Mayor Bloomburg Pushes for Bike Sharing in NYC

Biking in New York City has been growing at a good clip in recent years, something that the local authorities have been encouraging with new infrastructure and policies. But something in missing from NYC's bike culture: a bike-sharing program. That might be about to change thanks to a proposal by Mayor Bloomberg and Transportation Commissioner Janette Sadik-Khan.

The New York City bike share proposal would begin with 10,500 bikes, and quickly expand to 49,000 two-wheelers. The city is already home to several private bike rental companies, so the streets are already being flooded with tourists exploring the city by bike. By providing inexpensive alternatives for local residents and visitors to use, the amount of ridership in the city could quadruple and push 5+%.

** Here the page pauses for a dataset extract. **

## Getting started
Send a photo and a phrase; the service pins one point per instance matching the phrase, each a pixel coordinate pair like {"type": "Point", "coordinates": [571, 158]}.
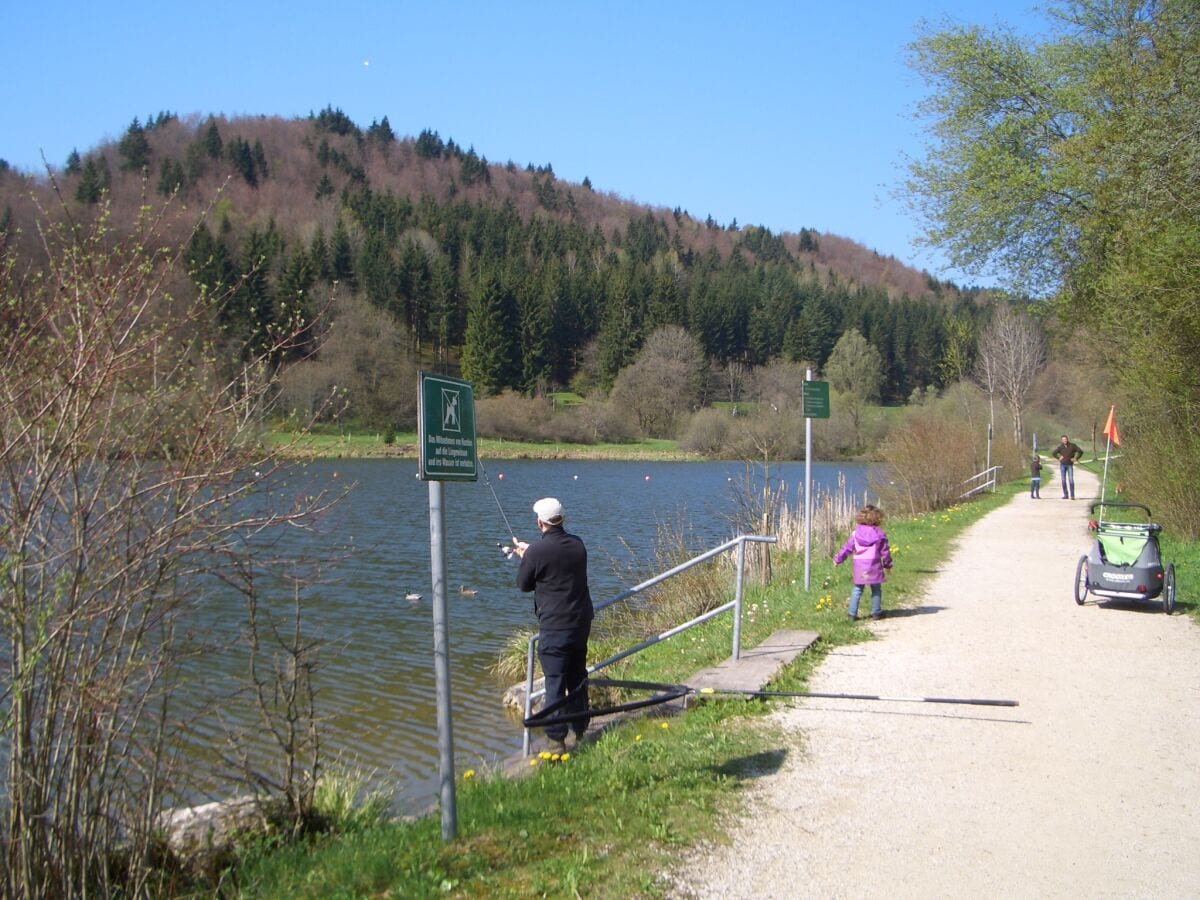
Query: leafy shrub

The main complaints of the proposal is about accommodating more bike parking, reducing bike theft, and educating riders and drivers about the rules of the road. For all the complaints about rogue bike riders, the city says the dramatic reshaping of roads to accommodate riders is calming traffic. Traffic counts and studies are revealing that the notion of more bikes=safer bikes and pedestrians. One study found that after a car lane was eliminated and travel lanes for bicycles were added near Allen and Delancey streets, pedestrian injuries dropped 54 percent compared to the six prior years.

With most debates, there are "two sides to every story" and, after following cyclists going the wrong way or talking to people who have witnessed bike accidents, raises the question "is it a good idea to add more bikes to New York's streets?". Of course, they'd never follow around car drivers who don't follow the law or talk to victims of car accidents and ask "is it a good idea to add more cars to New York's streets?". There's always a double-standard about bikes...

The real solution to delinquent cyclists is not to reduce the number of riders, but rather to educate them about how to ride safely, to create infrastructure that makes it easy to do so, and to enforce the laws that already exist. Cities like Copenhagen have a lot more cyclists per capita than New York and their streets are enviably sane.

It's not yet clear when that program would launch and where the first stations would be, but it appears that NYC's bike culture is about to get even better.